In practice, for most people, the only way of attaining proper 25-hydroxyvitamin D levels is daily to weekly D3 supplementation in appropriate quantities, such as with the bodyweight ratio quantities suggested by Afshar et al. 2020 vitamindstopscovid.info/01-supp/#2020-Afshar - 70 to 100 IU / kg per day. Those suffering from obesity should use a higher ratio than this. (An IU of vitamin D3 is the amount a baby mouse needs per day to avoid the soft bone disease rickets [WP]. This is 1/40,000,000 of a gram, leading to scarily high IU numbers for ordinary healthy vitamin D3 daily intakes.)
So the great majority of the population is trying to live - and is now tackling COVID-19 - with a severely weakened and likely overly-inflammatory immune system, due to this easy-to-understand and easy-to-fix nutritional deficiency. The greatest and most perplexing problem we must solve is that most mainstream MDs remain oblivious to this global pattern of vitamin D deficiency. The great majority of health officials, physicians, immunologists, virologists and epidemiologists do not know this. I have two recent, highly regarded, epidemiology text books here - 1500 pages in all. Neither mention vitamin D in their indexes.
Immune cells are not affected by the very low, stable, level of circulating 1,25-dihdroxyvitamin D which acts as a long-distance blood-borne signaling molecule - a hormone.
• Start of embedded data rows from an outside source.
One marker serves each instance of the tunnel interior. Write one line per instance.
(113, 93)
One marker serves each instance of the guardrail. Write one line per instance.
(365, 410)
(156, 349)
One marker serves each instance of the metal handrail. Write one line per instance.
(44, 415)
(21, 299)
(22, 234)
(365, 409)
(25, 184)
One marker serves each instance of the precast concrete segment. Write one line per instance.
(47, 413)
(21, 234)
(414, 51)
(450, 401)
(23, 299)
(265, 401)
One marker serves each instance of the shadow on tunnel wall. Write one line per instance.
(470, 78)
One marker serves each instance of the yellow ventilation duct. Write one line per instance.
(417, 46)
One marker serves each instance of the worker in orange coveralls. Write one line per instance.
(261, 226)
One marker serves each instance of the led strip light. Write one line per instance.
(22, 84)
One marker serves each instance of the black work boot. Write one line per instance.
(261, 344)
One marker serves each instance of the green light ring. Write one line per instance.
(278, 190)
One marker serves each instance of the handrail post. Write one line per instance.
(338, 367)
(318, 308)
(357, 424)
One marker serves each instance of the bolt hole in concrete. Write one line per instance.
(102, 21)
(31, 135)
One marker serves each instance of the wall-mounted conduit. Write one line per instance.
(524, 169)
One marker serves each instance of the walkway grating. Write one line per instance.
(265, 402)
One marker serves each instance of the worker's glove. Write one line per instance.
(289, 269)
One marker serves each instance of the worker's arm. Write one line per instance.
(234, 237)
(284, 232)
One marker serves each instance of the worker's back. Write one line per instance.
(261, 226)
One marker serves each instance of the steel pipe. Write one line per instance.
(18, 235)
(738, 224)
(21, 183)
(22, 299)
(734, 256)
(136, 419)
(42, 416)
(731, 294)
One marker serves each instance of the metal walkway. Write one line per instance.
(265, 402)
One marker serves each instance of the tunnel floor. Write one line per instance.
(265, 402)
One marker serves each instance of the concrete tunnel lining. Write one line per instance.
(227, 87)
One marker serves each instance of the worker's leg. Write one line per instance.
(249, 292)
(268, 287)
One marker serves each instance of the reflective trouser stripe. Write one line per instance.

For a detailed explanation: vitamindstopscovid.info/02-autocrine/#02-nothorm.
The mistaken belief that the very low level of circulating, hormonal, calcitriol (1,25-dihydroxyvitamin D) must be boosted to improve immune system performance has lead to the Frontline Critical Care Consortium covid19criticalcare.com/covid-19-protocols/ recommending calcitriol and/or ordinary daily vitamin D intakes as preferred treatments for COVID-19. Hopefully their protocols will be corrected early in 2022 to recommend 0.014mg / kg single dose calcifediol or bolus vitamin D3. Update 2022-02-21: The I-MASK+ and I-RECOVER protocols were updated in January so neither recommends calcitriol.
In all other respects the protocols of the FLCCC - Dr Paul Marik, Dr Pierre Kory and their colleagues - for ivermectin, melatonin and other early treatments lead the world.
I believe that with immediate (4 hour or several day) 25-hydroxyvitamin D repletion, doctors following the FLCCC protocols will find their patients recovering quickly, and that they will need less or perhaps no corticosteroids (prednisone [WP]/ dexamethasone [WP]). These corticosteroids are a last-ditch method of suppressing deadly overly-inflammatory responses. However, they also weaken innate and adaptive responses to viruses and other pathogens, and boost blood glucose levels.
Please read the research articles I cite rather than rely on my opinions - I am an electronic technician and computer programmer. Medical advice is what you get from a healthcare professional working directly with you. Even if I was a doctor, I have not examined you!
Fantastic article and as someone that recently got COVID, i am grateful i had read this early enough. I got away with only 2 days of symptoms, no loss of taste symtom or any other left over. Plus ivermectin of course and the FLCCC protocol.
I've been looking for this exact information for a couple months now. Thank you SO MUCH for providing it and for all the links, as well.